Thank you very much for reporting these issues!
Sep 30, 2015 at 4:03 PM
Thanks for the clarification. Just in the same venue, you probably can also enhance the handling of += operator for singles. With the current ClearScript version statement like "icon.position.x += 2.5" has to be expended to "icon.position.x = host.toSingle(icon.position.x + 2.5)".
Coordinator
Oct 1, 2015 at 5:01 PM
Hi again,

V8 doesn't allow hosts to alter the behavior of the arithmetic operators, but with the fix mentioned above no casting should be necessary in this situation.

Cheers!
Oct 4, 2015 at 3:48 PM
I have tried the above code with JScriptEngine, it has the same issues with singles. What are the main differences between the V8ScriptEngine and JScriptEngine? How should I make the choice between the two?
Coordinator
Oct 5, 2015 at 5:20 PM
Hi James2015Li,

Those classes provide access to two very different JavaScript engines.

JScript is the engine used by Internet Explorer 8 and earlier. It's relatively slow and doesn't support newer JavaScript features. It also has thread affinity, meaning that each instance can only be used on the thread that created it. On the positive side, it's lightweight, it supports debugging in Visual Studio, and it's easy to deploy.

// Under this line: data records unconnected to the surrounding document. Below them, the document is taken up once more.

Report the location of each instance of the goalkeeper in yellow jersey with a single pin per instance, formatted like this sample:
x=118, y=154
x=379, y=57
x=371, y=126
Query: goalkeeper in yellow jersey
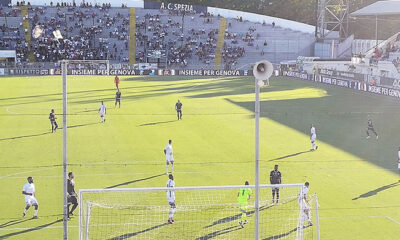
x=243, y=198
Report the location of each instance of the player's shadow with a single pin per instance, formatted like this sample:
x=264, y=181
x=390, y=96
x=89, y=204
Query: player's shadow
x=30, y=229
x=82, y=125
x=155, y=123
x=136, y=180
x=130, y=235
x=14, y=222
x=219, y=232
x=288, y=156
x=25, y=136
x=45, y=133
x=284, y=235
x=376, y=191
x=235, y=217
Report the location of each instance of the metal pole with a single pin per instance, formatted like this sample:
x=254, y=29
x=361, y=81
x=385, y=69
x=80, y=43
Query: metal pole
x=317, y=216
x=257, y=184
x=376, y=29
x=65, y=201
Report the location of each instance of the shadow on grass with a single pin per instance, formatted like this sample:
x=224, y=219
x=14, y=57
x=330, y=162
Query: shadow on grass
x=134, y=181
x=45, y=133
x=219, y=232
x=130, y=235
x=376, y=191
x=288, y=156
x=29, y=230
x=282, y=235
x=155, y=123
x=236, y=217
x=14, y=222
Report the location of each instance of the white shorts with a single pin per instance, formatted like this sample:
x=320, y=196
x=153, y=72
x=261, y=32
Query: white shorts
x=170, y=159
x=313, y=138
x=31, y=201
x=171, y=199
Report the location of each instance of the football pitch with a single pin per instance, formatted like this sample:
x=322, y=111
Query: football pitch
x=355, y=178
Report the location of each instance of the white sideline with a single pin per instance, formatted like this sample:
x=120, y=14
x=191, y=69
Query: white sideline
x=186, y=188
x=75, y=226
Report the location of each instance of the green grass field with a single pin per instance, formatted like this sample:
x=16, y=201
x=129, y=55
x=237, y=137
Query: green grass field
x=355, y=178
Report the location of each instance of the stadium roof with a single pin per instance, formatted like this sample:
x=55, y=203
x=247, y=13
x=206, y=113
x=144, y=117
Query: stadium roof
x=379, y=8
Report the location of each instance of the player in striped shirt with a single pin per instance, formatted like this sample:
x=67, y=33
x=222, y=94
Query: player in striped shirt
x=313, y=138
x=370, y=127
x=102, y=112
x=398, y=159
x=53, y=121
x=171, y=198
x=243, y=197
x=275, y=177
x=30, y=198
x=305, y=204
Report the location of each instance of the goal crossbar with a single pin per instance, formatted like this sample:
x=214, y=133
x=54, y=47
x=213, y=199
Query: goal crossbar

V8 is Google's JavaScript engine. It's extremely fast, it doesn't suffer from thread affinity, and it supports most of the latest JavaScript standards. The downside is that it's memory-intensive, it doesn't support debugging in Visual Studio, and it requires the deployment of several native assemblies with your application.

Good luck!
Oct 5, 2015 at 6:45 PM
Thank you very much for the clarification.
Coordinator
Oct 20, 2015 at 5:43 PM
Edited Oct 20, 2015 at 5:46 PM
We're tracking this issue here; it'll be fixed in the next point release, along with the issue affecting field and property assignment. Thanks again!